I swear I work so hard not to feel anything. Fires surround the Reagan Library anyways.
Across the entire country ten pigeons fight over bread in my street, flying away
then regaining territory against the cars and buses and again against each other.
Last spring, in a ring outside the Ronald Reagan Library, a crew of 500 goats
put their heads down and ate and ate and ate and ate the fire line the fire
is pushing against now. Another person sends me the article: RONALD REAGAN
LIBRARY EVACUATED, like, didn’t you just go here? Like am I responsible?
Probably. I walked through the museum and stood right in front of everyone
trying to see. I wasn’t followed but I was perhaps a problem. I chose not to respond
to everyone who sent me the article this August REAGAN CALLED
AFRICANS “MONKEYS” IN CALL WITH NIXON, TAPE REVEALS
like didn’t you just go here? So I’m responsible. I’ve been getting phone calls
from my own phone number and I refuse to pick up. I get high. I get distracted.

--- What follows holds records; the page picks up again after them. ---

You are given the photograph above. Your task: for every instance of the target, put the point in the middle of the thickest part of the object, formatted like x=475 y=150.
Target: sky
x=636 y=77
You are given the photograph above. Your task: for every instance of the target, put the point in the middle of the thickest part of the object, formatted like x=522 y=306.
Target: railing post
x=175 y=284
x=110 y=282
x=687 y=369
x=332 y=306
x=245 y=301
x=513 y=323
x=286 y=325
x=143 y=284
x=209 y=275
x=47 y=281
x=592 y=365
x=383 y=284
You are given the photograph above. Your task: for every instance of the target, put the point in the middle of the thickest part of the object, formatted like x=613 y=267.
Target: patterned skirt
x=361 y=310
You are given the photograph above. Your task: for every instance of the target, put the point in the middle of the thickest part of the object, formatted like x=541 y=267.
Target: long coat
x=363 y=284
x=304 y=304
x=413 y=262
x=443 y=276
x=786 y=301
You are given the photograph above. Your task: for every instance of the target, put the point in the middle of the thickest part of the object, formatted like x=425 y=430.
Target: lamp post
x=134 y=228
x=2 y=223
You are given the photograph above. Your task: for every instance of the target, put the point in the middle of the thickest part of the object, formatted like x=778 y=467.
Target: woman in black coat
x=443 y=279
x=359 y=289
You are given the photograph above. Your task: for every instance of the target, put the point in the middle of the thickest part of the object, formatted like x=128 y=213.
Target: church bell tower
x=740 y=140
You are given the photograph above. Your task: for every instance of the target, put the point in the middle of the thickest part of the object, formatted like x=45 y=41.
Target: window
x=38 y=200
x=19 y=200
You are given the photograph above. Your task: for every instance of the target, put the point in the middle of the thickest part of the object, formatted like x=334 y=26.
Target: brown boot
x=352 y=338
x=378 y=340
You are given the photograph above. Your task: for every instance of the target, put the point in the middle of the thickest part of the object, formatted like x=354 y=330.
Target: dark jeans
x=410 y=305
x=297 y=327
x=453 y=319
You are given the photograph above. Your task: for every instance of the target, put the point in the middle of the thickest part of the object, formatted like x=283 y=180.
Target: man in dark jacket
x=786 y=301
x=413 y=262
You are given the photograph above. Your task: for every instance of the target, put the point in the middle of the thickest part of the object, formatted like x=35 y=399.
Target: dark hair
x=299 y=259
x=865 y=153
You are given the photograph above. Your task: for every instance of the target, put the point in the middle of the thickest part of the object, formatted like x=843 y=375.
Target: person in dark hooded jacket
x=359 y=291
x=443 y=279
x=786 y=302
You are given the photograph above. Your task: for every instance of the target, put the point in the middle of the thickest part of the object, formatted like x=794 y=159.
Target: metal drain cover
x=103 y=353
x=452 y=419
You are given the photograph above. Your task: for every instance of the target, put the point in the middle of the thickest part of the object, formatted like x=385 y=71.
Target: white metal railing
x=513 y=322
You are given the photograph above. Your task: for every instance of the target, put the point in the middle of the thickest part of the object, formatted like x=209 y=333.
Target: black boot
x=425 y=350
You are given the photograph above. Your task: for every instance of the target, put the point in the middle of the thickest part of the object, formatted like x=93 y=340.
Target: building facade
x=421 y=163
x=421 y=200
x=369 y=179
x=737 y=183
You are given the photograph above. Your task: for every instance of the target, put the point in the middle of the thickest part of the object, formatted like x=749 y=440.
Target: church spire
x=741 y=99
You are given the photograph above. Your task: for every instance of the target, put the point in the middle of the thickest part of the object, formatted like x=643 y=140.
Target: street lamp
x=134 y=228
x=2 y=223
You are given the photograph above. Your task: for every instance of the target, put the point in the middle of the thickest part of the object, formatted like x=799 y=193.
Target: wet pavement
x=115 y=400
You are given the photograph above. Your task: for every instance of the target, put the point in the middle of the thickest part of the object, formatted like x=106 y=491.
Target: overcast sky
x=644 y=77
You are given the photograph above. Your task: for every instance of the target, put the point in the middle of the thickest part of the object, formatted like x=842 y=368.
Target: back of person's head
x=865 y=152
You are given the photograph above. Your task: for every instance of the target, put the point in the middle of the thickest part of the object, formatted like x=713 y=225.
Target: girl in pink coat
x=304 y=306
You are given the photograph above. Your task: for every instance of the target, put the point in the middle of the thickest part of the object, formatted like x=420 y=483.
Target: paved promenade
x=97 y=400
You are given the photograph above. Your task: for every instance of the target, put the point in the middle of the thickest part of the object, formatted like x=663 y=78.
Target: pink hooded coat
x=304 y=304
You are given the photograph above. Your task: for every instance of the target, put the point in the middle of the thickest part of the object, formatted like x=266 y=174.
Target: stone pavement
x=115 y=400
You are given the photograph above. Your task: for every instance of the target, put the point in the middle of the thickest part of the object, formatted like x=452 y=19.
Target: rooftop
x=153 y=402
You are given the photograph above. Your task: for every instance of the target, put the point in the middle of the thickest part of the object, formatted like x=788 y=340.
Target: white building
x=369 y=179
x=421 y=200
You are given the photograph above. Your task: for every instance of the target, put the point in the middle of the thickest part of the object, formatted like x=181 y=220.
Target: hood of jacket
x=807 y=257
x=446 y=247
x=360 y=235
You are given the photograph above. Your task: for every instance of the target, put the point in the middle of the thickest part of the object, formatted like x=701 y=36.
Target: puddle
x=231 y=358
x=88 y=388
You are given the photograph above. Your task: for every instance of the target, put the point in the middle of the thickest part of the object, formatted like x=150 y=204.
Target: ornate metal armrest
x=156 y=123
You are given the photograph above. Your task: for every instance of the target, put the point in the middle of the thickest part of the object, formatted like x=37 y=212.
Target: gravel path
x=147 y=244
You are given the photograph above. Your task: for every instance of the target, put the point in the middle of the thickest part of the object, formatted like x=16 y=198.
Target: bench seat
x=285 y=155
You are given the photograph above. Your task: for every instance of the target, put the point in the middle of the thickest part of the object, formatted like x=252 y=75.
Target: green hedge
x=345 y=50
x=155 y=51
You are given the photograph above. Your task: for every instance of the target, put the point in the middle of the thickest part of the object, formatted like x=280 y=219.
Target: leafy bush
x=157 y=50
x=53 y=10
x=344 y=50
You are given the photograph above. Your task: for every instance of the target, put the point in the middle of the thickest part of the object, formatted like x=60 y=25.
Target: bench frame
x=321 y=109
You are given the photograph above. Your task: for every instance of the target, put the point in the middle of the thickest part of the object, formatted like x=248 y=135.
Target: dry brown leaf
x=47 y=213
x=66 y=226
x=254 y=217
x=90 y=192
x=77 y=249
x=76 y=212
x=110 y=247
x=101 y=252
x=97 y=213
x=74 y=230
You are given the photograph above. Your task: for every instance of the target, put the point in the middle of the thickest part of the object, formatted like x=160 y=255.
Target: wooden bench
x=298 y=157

But at least I’m not as oblivious as the life-long Reagan biographer, quoted as saying:
I never found an instance where I felt Reagan was racist.
I’ll be honest my admission cost 22 dollars and where did that money go?
Every step through the museum was like: am I doing something
wrong? Another step. How about now? And now? And it hasn’t stopped.
In the corner of a party this summer, where three strings of fairy lights met
behind us in a hazardous tangle, a very drunk girl held me by the shoulders and said:
you are the most nervous person I’ve ever met. Your anxiety is a furnace.
Stand in it as long as you can. Then she was drunk again and gone. Another person sends me
the article. RACIST, FIRE RACIST FIRE. I have my own smoking problem to deal with.
In line at the Gift Shop a boy so obviously burning off his boyhood said to his mother:
thank you for buying me this Ronald Reagan blanket, mother, I’ll use it every time
I need to bring a blanket somewhere. I thought, what a fucking virgin.
Then I got sad. I couldn’t—I couldn’t even think of anywhere to bring a blanket.